Filed under: 3º de ESO,Bilingüismo,Climatología,Geografía,Medios Naturales — rafaelcastell @ 5:11 pm

EARTH’S BIOMES

 

Biomes are climatically and geographically defined as natural areas with similar conditions on the Earth (climate, vegetation, soil, wildlife…) and are often referred to as ecosystems. Biomes are defined by factors such as vegetation and species of flora or plants (forest, woodland, savanna… and trees and shrubs as oaks, cork trees or rosemary,…), wildlife and climate.

Polar, Continental, Atlantic or oceanic, Mediterranean, Chinese, High mountain, desertic, dry or humid Tropical, Equatorial are the main kinds of climate we have studied, and each one belongs to a kind of biome or ecosystem. We are going to learn the main features of each biome and know how to distinguish them in a picture of a landscape.

The biomes we will see are: tundra, taiga or coniferous forest, deciduous or caducifolio forest, Mediterranean woodland and shrubland, desert, savanna, tropical forest and jungle or rainforest. Each biome has different and typical kinds of trees, shrubs, soil and wildlife, adapted to its unique conditions. Besides, we can study the most important threats or dangers of each biome, such as fire in the Mediterranean woodland or deforestations due to excessive logging in the rainforests or coniferous forests.

 

The tundra is located in high latitudes in the northern hemisphere, between 55º N and the Arctic Circle. Beyond this line or also in the Antarctica, we can find only an ice covered area, throughout the year. South of the Tundra, is the Taiga or Coniferous Forest. In the Tundra summers are short and cool, about 5ºC, and winters are long and very cold, with temperatures dropping to -30ºC. Precipitation is low, usually less than 250/mm per year. The main form of precipitation is snow. Strong winds are typical of this biome all through the year.

 

There is little vegetation in the Tundra, due to the extreme cold, the lack of sun and the rocky soil. The main types of plants are lichens and moss, apart from grasses and dwarf shrubs.
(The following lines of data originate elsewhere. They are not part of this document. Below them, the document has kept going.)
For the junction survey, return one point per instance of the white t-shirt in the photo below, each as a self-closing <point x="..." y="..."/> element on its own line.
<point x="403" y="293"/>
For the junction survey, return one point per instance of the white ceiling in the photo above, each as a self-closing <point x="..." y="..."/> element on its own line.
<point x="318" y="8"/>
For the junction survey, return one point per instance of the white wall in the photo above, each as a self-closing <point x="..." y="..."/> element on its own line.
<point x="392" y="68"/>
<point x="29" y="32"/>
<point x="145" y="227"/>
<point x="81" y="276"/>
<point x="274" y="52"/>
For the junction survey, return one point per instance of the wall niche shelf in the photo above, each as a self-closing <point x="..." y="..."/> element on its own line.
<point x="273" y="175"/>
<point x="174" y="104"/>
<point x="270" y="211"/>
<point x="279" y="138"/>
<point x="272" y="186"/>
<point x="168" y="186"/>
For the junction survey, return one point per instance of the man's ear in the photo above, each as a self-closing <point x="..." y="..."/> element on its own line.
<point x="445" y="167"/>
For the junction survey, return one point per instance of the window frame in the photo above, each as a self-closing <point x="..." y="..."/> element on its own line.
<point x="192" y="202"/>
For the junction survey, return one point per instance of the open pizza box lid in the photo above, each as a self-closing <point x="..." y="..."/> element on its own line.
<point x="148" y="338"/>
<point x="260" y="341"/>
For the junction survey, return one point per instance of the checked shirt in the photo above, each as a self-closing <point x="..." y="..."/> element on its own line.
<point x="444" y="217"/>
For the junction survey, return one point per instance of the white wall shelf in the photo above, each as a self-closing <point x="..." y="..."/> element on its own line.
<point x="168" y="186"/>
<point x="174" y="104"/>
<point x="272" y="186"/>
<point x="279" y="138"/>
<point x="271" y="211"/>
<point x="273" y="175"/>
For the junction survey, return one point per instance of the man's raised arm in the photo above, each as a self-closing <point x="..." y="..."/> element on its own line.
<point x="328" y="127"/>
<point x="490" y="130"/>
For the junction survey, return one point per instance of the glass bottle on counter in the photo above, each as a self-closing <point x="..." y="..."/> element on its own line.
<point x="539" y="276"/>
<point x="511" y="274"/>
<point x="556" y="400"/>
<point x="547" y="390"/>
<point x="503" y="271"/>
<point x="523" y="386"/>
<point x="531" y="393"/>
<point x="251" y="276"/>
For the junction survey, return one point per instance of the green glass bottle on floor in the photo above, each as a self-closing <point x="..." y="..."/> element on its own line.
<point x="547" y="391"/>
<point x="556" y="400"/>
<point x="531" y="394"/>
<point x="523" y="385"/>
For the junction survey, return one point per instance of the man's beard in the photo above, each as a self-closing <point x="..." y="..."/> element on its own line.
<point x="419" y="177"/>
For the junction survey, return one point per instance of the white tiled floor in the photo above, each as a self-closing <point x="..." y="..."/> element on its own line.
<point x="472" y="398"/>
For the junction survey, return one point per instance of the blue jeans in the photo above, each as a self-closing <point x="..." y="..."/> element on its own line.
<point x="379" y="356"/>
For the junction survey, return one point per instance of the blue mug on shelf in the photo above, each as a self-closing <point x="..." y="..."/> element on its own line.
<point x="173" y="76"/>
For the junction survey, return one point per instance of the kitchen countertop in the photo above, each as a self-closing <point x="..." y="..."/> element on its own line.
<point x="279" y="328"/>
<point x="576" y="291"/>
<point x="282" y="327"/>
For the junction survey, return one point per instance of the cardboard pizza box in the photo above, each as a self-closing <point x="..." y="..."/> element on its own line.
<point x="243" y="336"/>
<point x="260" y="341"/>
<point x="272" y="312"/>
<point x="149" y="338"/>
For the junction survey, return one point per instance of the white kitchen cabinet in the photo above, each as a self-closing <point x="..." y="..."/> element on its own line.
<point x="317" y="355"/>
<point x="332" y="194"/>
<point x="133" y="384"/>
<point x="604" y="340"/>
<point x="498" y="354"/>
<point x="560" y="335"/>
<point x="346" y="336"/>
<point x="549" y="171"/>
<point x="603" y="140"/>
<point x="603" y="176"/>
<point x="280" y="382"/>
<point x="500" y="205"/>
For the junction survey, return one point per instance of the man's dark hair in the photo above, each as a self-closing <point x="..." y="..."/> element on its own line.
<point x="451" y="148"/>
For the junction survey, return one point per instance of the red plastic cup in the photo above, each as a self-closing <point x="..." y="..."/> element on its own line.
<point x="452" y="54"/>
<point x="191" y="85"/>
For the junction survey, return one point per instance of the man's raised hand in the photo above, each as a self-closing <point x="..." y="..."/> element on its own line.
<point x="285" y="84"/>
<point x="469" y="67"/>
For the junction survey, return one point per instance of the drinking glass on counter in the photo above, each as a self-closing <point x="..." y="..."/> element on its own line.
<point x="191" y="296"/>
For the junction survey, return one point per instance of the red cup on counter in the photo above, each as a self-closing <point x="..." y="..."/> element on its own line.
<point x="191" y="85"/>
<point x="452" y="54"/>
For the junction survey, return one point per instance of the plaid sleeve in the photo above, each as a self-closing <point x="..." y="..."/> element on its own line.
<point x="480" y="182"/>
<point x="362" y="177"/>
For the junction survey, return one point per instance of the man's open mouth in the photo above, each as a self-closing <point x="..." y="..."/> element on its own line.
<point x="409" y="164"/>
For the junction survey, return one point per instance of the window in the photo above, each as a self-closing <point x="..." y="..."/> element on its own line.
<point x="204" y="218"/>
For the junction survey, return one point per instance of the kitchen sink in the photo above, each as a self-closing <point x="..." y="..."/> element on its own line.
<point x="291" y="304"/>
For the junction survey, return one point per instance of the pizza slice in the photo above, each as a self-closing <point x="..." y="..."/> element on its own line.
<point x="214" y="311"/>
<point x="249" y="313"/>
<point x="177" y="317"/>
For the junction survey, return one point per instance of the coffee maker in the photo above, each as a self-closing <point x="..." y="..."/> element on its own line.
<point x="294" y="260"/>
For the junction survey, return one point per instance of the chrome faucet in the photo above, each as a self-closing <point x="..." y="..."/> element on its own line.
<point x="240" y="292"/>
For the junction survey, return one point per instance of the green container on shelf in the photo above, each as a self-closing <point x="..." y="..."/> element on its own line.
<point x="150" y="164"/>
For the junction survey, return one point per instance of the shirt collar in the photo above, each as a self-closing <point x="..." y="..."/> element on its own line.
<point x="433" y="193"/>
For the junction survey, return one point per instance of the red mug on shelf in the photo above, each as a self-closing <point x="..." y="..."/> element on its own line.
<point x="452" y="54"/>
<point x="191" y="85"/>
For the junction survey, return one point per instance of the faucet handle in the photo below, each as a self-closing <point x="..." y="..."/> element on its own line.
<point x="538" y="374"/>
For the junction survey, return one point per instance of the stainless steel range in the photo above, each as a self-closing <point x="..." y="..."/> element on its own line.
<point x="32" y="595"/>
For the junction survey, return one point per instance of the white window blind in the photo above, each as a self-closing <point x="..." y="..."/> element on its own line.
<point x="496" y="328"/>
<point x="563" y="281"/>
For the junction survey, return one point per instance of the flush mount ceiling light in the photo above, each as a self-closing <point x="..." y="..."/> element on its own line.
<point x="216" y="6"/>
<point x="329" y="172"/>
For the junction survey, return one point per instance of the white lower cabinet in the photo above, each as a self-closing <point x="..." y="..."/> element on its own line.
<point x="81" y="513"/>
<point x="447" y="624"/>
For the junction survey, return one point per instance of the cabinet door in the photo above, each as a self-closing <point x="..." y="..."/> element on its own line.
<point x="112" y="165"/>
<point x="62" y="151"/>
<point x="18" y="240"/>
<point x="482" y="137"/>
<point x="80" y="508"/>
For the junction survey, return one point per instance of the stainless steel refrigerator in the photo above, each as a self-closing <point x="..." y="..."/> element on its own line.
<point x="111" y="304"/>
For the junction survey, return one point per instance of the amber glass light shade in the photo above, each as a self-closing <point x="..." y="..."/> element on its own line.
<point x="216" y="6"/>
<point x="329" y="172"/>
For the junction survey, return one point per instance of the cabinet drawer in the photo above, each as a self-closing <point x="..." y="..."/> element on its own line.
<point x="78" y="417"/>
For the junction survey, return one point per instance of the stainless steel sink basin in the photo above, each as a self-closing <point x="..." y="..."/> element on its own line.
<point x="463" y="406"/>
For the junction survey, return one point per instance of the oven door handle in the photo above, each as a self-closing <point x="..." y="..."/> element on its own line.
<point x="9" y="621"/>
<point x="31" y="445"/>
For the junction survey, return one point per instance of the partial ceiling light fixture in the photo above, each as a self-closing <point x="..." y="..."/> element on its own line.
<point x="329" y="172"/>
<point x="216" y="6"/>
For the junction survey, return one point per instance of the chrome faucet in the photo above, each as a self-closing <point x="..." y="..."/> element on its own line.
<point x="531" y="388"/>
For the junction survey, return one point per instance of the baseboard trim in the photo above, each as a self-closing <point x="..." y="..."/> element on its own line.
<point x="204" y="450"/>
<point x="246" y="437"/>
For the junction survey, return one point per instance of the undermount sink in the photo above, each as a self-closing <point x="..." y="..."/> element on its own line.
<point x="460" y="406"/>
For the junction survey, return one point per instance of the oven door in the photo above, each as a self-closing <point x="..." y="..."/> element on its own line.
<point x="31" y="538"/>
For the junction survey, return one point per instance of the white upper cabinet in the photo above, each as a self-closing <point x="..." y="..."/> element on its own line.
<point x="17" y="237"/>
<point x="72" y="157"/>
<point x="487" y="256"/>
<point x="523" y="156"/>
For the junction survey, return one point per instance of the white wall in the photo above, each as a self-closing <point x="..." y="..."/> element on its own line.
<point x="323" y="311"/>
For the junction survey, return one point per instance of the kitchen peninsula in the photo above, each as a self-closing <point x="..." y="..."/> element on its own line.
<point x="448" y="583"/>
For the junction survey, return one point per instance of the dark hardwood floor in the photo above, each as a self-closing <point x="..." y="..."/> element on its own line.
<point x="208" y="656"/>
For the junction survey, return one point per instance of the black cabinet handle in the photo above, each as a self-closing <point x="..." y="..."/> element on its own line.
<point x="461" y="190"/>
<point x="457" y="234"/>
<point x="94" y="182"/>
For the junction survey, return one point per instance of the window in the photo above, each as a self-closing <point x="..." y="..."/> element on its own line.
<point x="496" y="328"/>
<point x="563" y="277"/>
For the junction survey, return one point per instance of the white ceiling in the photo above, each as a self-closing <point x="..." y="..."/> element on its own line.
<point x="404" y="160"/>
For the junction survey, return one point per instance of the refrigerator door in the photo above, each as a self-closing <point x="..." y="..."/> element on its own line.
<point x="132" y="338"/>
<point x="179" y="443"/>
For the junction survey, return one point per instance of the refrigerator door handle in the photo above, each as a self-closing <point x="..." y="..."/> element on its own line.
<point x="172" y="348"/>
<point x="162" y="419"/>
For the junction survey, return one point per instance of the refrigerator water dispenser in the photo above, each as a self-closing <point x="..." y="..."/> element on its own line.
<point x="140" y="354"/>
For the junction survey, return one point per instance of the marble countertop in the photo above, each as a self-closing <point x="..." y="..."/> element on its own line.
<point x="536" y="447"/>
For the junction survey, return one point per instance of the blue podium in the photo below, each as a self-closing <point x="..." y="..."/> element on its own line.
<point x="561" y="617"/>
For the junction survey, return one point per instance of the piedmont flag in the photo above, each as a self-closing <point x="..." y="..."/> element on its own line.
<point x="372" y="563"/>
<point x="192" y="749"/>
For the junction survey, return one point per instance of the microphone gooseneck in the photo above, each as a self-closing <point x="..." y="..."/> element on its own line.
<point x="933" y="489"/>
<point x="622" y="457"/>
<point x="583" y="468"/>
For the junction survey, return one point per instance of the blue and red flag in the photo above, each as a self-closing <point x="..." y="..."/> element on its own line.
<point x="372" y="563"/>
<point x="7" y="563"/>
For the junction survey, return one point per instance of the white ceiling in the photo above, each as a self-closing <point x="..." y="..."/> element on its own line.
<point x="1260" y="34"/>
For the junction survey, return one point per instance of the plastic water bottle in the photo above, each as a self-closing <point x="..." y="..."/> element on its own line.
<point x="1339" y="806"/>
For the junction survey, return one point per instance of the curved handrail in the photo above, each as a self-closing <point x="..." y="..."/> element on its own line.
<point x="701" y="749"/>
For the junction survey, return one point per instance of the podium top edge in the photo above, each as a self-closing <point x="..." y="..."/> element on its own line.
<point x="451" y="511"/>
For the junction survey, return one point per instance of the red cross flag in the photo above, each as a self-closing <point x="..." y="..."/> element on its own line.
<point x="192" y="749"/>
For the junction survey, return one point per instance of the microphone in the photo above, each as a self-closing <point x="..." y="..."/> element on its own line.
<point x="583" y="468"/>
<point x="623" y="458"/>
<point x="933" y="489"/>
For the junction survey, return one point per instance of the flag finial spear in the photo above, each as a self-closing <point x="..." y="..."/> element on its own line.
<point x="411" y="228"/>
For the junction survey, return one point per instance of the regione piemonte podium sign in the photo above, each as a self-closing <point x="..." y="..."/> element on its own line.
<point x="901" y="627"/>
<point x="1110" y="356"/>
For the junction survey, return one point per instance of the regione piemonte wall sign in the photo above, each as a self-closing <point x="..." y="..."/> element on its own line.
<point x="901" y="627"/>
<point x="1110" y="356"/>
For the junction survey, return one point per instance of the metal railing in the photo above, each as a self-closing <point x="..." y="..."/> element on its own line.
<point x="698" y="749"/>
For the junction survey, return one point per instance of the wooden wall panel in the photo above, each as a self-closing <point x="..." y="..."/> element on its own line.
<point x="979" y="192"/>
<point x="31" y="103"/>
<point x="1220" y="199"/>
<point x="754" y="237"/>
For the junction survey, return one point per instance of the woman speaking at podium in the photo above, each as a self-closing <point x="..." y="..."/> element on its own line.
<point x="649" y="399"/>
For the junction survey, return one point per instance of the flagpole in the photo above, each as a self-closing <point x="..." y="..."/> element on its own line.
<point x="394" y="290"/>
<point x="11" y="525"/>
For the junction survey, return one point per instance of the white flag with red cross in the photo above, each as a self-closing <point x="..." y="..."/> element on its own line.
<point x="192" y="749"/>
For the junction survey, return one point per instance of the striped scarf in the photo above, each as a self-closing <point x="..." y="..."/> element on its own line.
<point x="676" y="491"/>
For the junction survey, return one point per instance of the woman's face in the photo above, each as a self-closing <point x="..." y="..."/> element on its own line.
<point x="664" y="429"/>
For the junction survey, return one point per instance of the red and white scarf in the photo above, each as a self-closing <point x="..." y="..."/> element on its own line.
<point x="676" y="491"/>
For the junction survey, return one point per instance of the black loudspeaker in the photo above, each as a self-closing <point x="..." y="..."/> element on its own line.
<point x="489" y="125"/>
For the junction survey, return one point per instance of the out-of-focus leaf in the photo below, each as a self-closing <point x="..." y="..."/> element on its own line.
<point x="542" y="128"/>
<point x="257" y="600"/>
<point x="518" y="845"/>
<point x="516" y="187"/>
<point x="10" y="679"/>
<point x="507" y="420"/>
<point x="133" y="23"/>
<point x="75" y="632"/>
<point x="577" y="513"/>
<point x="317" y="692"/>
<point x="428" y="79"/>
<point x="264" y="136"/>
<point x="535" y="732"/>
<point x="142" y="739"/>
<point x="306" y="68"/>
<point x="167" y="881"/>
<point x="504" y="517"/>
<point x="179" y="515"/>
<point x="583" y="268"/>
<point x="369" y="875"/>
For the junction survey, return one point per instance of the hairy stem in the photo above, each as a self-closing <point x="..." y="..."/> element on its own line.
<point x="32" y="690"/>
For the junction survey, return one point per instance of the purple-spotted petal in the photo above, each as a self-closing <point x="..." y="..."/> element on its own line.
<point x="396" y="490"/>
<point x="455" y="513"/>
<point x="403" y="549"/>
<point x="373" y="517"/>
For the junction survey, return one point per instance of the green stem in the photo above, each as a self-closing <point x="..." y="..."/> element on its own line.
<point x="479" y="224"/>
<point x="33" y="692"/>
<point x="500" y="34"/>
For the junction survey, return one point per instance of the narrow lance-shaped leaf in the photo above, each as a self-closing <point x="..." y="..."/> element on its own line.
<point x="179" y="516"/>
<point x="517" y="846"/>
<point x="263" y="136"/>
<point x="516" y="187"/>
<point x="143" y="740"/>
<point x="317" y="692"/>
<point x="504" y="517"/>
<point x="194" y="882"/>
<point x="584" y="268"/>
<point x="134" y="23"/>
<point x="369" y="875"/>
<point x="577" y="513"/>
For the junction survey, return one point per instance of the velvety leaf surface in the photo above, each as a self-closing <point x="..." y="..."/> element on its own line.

Most of the wildlife migrate south for the winter, as reindeers or foxes.

 

The Taiga or coniferous Forest is the world’s largest biome, and makes up 29% of the world’s forest cover. It is located mainly in Russia and Canada, above 50ºN, or in the south of Chile and Argentina in South America. Summers are short but usually above 15ºC, especially in inland areas. Winters are very cold and have long hours of darkness. Temperatures can reach as low as -25ºC. Precipitation is generally less than 500 mm yearly, in form of snow in winter. Most of the precipitation however occurs during the summer.

 

A great number of trees in the taiga are coniferous, that’s why it’s also known as Coniferous forest. These trees have needles instead of leaves to prevent moisture loss and endure cold temperatures in winter. Coniferous trees are evergreen and have a cone shape, so that snow slides off. Typical coniferous trees are firs, black pines and spruce. Some broadleaf or deciduous trees can be found also in the taiga, as birch, aspen or willow. Wildlife is very rich. Some animals, such as the grizzly bear, avoid winters by hibernation.

 

 

 

The deciduous forest areas can be found in the areas with Atlantic or oceanic climate or even with chinese climate, between 40º and 50ºN/S. Winters are mild and summers are cool, with low temperature oscillation. Precipitation is usually above 1.000 mm/year, without drought in any month.

Deciduous trees drop their leaves in autumn, like birches, maples, oaks, browns or elms. Some trees change the colour of their leaves before dropping. Soils are rich due to the fallen leaves.